Ancien porte-parole des talibans, Suhail Shaheen, qui a été nommé représentant permanent aux Nations Unies par la nouvelle administration, soutient que tous les Afghans, sunnites et chiites, sont égaux devant la loi et que les mouvements de population signalés sont en réalité liés à des querelles inter hazaras. Son discours est résolument inclusif :

Les Hazaras occupent des postes administratifs dans nos ministères. Il faut savoir que le gouvernement provisoire est en place en ce moment. Un gouvernement permanent sera formé et une nouvelle constitution sera adoptée. Toute personne de mérite parmi les tribus afghanes a le droit de servir son peuple et de prendre part au gouvernement.

Loin d’afficher la même confiance que Jafar Mahdavi, d’autres personnalités hazaras, qui mettent en cause les propos rassurants des responsables talibans, ont quitté le pays, préférant — et ce n’est pas anodin — trouver refuge en Turquie plutôt qu’en Iran. Tel est le cas du chercheur en relations internationales Nejibullah Karimi, qui pense que les Hazaras seront marginalisés par les talibans pour des raisons sectaires et ethniques. Et de préciser :

Il y a bien quelques Hazaras opérant sous l’administration des talibans, mais aucun n’a de pouvoir exécutif et décisionnel. Bien que certains responsables hazaras aient tenu de nombreuses réunions avec les talibans, rien de concret n’a été fait au sujet de la situation de la communauté. Compte tenu de la situation actuelle, l’avenir des Hazaras se présente mal.

Selon Karimi, les Hazaras sont les plus vulnérables parmi les groupes ethniques d’Afghanistan.

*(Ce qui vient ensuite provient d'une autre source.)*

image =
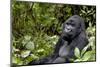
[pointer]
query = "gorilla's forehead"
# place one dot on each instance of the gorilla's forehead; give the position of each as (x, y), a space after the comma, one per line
(74, 19)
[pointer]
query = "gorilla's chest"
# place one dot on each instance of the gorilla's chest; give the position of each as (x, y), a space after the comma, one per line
(63, 52)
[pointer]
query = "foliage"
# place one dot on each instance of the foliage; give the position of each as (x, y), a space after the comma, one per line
(36, 28)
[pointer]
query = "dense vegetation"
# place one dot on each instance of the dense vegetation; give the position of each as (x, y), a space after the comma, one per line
(36, 28)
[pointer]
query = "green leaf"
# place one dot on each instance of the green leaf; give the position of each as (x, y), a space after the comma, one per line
(77, 52)
(30, 45)
(87, 55)
(25, 53)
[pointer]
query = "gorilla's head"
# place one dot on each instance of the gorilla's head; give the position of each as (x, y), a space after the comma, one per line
(73, 27)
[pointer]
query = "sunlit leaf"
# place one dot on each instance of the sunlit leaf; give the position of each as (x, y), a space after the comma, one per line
(25, 53)
(77, 52)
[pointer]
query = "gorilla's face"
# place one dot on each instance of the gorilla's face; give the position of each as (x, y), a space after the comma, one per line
(72, 27)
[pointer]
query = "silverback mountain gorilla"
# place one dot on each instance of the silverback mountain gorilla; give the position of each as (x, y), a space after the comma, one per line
(73, 35)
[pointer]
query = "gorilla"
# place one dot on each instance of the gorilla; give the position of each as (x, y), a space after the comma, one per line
(73, 35)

Augurant lui aussi du pire, Karim Khalili, le chef du Hezb-e Wahdat (Parti de l’unité islamique d’Afghanistan), fondé par Ali Mazari et soutenu par l’Iran, a déclaré que si les talibans poursuivaient leurs persécutions, les Hazaras prendraient les armes.

1Cette branche largement majoritaire du chiisme reconnaît douze imams descendants du prophète Mohammed, d’où leur nom. Le douzième imam ayant disparu enfant, ils attendent son retour annonciateur du règne de la justice et de la fin des temps.

2Les ismaéliens avaient un autre prétendant, Ismaël, pour succéder au cinquième imam.

3Humayun Sarabi, Politics and modern history of Hazâra, sectarian politics in Afghanistan, Fletcher School, Tuft University, 2006.

4Mohammad Hussain, The Hazaras of Afghanistan : A Study of Ethnic Relations, McGill University, 2003.